What happened to me in November was vastly different, and I do not intend to equate the two events. Like Sutherland, I was attacked on a Saturday afternoon on the D.C. Metro. And as in Sutherland’s case, despite my screams and pleas, almost none of my fellow passengers on the crowded train car did anything to help.

I was in a window seat on the Blue Line, en route to meet friends for dinner. One teenage girl sat down next to a man in front of me; another sat beside me. They began by asking what kind of phone I had. The girl next to me patted down my pockets and, finding nothing, grabbed my coffee mug out of my hands. The girl in front put her finger in my face, getting as close as she could without touching me. They grabbed my legs. They threatened to rape me until I bled. One opened the other’s coat jacket, feigning—or not—that she had a weapon.

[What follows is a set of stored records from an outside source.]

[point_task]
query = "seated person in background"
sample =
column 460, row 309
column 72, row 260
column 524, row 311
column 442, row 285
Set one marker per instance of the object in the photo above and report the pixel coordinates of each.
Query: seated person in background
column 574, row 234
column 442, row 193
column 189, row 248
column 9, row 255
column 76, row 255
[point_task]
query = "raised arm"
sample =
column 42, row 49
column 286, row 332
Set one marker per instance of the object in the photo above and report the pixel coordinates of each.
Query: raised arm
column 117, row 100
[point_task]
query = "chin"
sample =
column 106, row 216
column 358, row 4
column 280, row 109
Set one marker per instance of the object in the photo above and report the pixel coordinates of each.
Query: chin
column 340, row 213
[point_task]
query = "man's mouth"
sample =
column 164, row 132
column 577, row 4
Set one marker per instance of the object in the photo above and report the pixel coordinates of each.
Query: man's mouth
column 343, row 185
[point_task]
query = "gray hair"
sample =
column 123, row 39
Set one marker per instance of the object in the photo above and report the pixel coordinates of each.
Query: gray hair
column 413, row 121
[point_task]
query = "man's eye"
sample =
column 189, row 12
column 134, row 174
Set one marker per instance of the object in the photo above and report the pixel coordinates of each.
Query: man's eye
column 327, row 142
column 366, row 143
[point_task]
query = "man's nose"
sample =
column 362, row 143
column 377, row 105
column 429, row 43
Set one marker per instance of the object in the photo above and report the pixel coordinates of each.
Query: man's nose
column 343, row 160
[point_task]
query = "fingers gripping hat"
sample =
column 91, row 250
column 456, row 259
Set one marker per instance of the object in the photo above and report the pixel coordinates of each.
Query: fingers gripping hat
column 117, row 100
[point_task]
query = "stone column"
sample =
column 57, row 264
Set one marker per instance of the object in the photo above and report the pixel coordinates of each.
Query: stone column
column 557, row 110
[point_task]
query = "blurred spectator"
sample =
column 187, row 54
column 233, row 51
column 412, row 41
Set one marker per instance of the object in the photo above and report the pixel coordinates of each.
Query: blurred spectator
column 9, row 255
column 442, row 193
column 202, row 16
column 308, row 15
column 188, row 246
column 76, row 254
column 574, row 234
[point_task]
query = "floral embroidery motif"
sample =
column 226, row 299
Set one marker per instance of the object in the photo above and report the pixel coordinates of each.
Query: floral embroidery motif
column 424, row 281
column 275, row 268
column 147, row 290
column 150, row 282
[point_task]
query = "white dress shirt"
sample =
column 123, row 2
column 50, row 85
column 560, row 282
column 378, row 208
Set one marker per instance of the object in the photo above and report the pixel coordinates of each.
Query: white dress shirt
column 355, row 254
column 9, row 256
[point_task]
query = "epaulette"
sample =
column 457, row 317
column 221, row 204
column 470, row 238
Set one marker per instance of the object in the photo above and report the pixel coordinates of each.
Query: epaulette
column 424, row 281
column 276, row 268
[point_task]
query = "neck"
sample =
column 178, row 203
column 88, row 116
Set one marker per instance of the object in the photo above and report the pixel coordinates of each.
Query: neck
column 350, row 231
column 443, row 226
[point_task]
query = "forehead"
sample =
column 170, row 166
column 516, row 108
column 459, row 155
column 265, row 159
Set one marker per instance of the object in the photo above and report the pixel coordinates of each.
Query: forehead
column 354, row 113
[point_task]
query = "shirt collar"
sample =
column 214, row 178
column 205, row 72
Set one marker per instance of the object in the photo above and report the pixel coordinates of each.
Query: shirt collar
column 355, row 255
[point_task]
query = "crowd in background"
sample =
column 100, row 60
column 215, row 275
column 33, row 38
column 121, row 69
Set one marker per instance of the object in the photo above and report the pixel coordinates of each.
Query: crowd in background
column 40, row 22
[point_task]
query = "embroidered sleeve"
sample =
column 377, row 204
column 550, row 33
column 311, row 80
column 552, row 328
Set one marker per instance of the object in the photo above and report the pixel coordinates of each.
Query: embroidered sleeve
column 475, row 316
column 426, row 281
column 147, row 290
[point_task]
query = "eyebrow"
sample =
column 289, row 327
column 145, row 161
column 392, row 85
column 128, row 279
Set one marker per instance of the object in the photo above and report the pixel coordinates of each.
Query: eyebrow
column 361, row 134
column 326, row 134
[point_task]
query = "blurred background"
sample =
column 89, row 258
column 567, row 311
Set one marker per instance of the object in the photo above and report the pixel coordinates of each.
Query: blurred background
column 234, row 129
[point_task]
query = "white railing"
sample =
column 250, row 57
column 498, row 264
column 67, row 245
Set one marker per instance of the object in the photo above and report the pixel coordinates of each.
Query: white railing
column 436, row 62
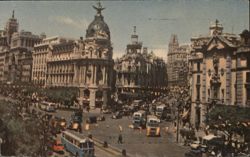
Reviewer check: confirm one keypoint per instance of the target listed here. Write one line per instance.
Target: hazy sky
(156, 20)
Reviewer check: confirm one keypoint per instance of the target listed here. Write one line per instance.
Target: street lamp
(1, 141)
(178, 119)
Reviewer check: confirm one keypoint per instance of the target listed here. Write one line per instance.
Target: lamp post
(178, 120)
(1, 141)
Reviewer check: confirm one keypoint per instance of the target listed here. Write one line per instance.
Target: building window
(198, 79)
(198, 67)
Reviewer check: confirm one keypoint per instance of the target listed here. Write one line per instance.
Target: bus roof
(77, 136)
(152, 117)
(137, 101)
(140, 112)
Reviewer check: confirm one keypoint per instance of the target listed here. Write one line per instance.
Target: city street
(135, 141)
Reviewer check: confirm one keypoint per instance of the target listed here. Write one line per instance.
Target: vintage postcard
(135, 78)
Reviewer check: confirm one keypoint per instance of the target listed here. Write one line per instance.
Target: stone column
(105, 99)
(92, 98)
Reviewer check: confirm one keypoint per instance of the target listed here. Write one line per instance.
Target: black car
(117, 115)
(91, 120)
(193, 153)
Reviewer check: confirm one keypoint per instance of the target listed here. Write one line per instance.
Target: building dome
(98, 28)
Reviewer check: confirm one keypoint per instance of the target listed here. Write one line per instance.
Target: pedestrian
(120, 128)
(119, 139)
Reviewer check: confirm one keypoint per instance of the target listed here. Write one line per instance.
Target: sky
(155, 20)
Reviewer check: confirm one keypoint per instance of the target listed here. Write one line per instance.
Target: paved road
(135, 141)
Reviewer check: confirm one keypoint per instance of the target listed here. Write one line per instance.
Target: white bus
(139, 119)
(153, 126)
(48, 106)
(78, 144)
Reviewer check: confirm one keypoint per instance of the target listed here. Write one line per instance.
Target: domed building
(139, 74)
(85, 64)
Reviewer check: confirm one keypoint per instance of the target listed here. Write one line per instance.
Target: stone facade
(214, 69)
(84, 64)
(3, 50)
(16, 53)
(139, 73)
(243, 71)
(177, 65)
(40, 57)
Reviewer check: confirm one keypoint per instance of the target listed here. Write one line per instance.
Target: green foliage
(21, 137)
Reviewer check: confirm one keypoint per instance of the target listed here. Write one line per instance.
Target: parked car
(117, 115)
(106, 111)
(92, 119)
(101, 118)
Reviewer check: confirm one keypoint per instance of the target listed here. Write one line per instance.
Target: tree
(20, 137)
(230, 120)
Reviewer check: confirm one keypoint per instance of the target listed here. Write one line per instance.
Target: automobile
(117, 115)
(106, 111)
(91, 120)
(58, 147)
(76, 117)
(193, 153)
(243, 155)
(101, 118)
(25, 116)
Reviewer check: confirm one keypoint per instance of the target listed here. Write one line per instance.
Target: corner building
(84, 64)
(139, 74)
(219, 72)
(177, 65)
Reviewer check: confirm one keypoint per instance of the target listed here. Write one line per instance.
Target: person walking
(119, 139)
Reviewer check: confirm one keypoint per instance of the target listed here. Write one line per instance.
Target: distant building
(139, 73)
(40, 57)
(177, 65)
(19, 57)
(16, 53)
(243, 71)
(84, 64)
(219, 72)
(3, 50)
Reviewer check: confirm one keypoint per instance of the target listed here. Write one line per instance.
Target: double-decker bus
(78, 144)
(153, 127)
(139, 119)
(47, 106)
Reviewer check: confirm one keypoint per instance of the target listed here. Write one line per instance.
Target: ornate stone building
(177, 65)
(18, 60)
(242, 94)
(216, 69)
(16, 52)
(84, 64)
(40, 57)
(3, 50)
(139, 73)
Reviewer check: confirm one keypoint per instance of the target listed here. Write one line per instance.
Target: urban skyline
(155, 21)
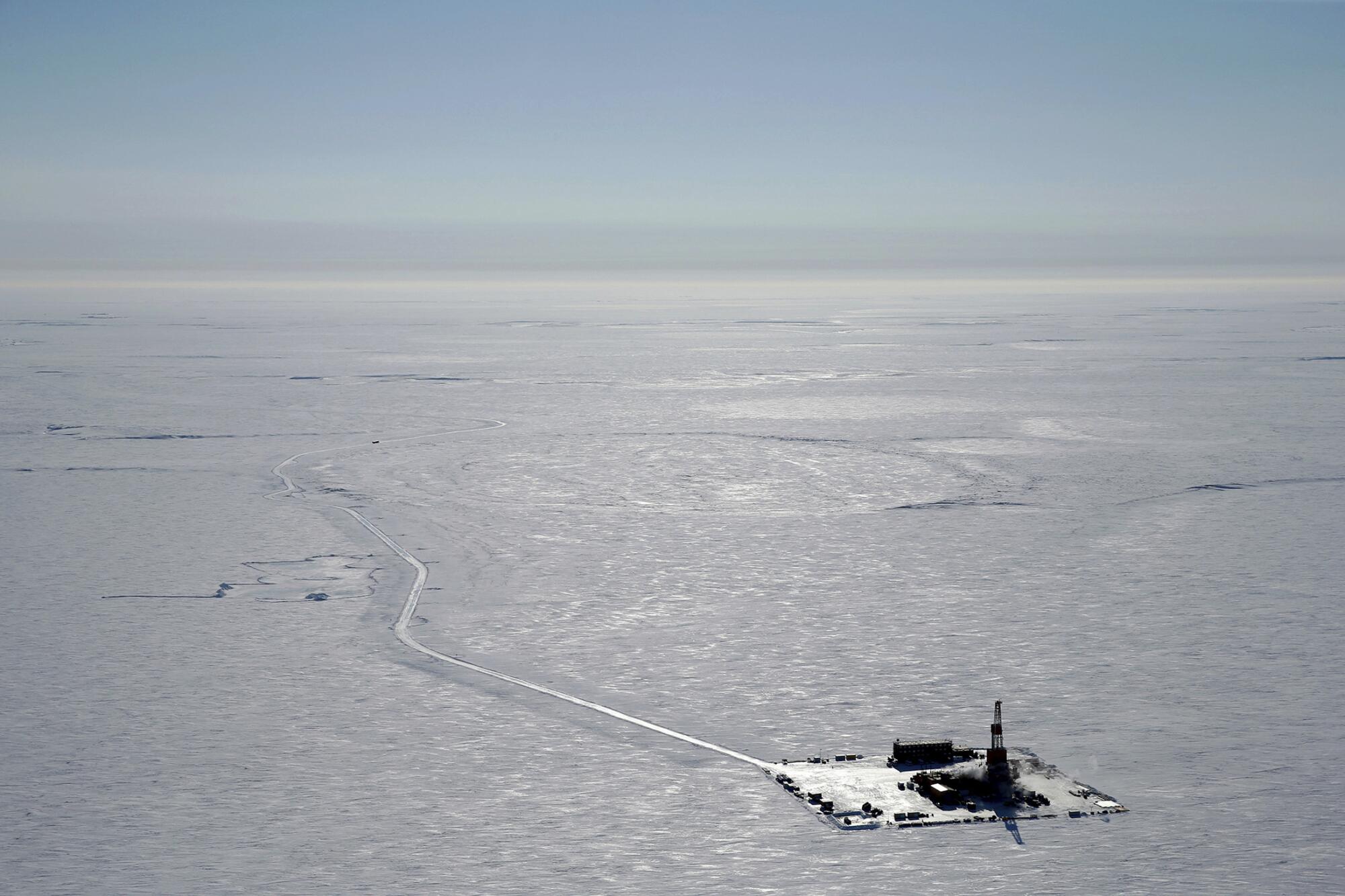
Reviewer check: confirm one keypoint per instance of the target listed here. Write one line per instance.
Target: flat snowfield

After the incident, I felt angry at all the people on the crowded train car—there must have been 30 adults—who did nothing. When I screamed, no one tried to intervene. They didn’t hit the emergency call button. They didn’t even acknowledge that anything was happening. They just averted their eyes and let it continue.

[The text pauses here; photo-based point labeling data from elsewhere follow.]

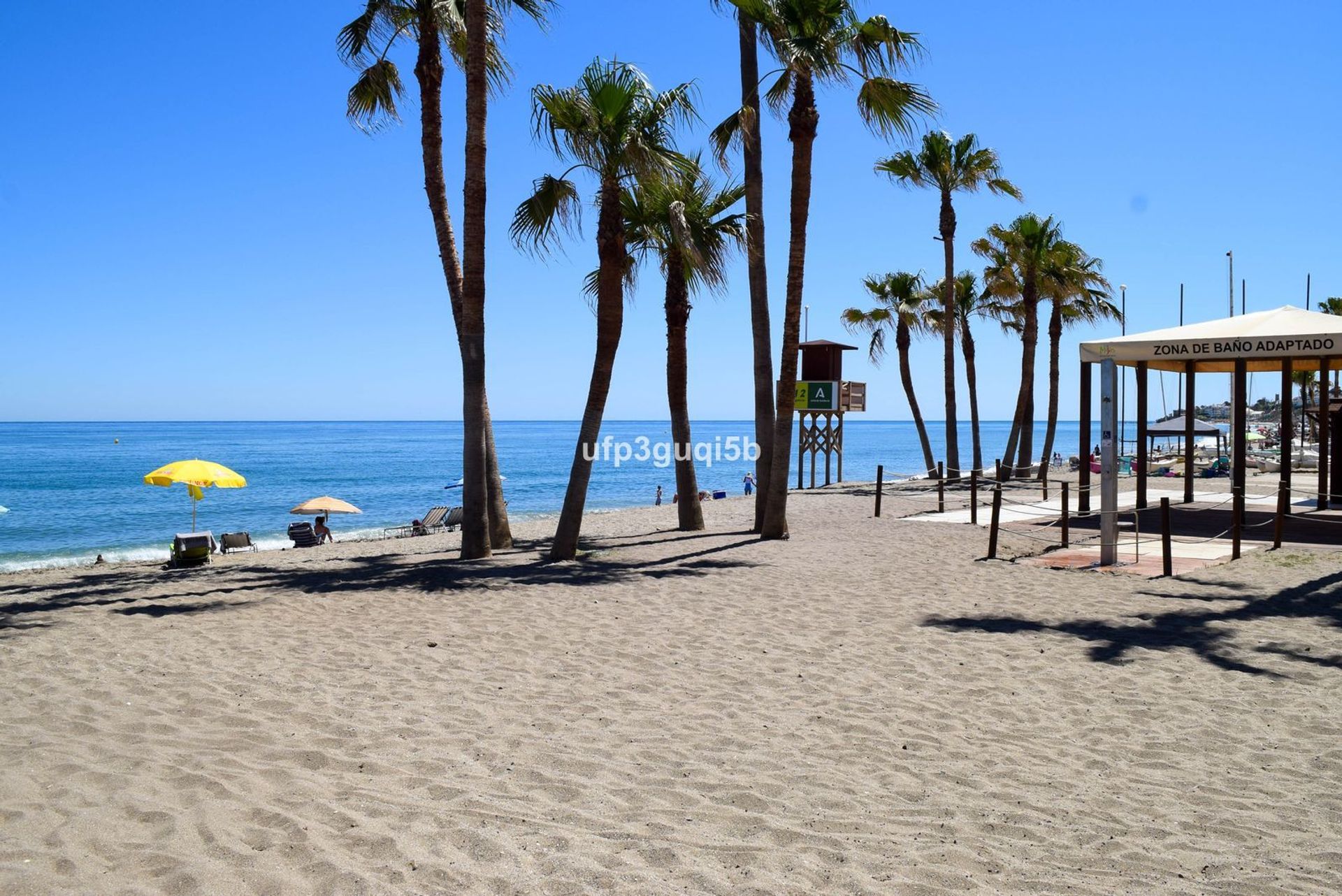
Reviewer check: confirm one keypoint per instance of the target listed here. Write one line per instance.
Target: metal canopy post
(1286, 435)
(1188, 432)
(1107, 463)
(1239, 440)
(1324, 433)
(1085, 449)
(1142, 454)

The problem is not,  as the commenter and the perpetually befuddled Petula Dvorak of the Washington Post allege, one of people knowing what they should do and being afraid to do it for fear of injury (this is understandable, the technical term for this impulse is “cowardice”). The issue is a society that has become so self-absorbed that they can stand idly by and watch a young man stabbed and beaten or a young woman mugged, not intervene, and walk away completely self-justified in their actions.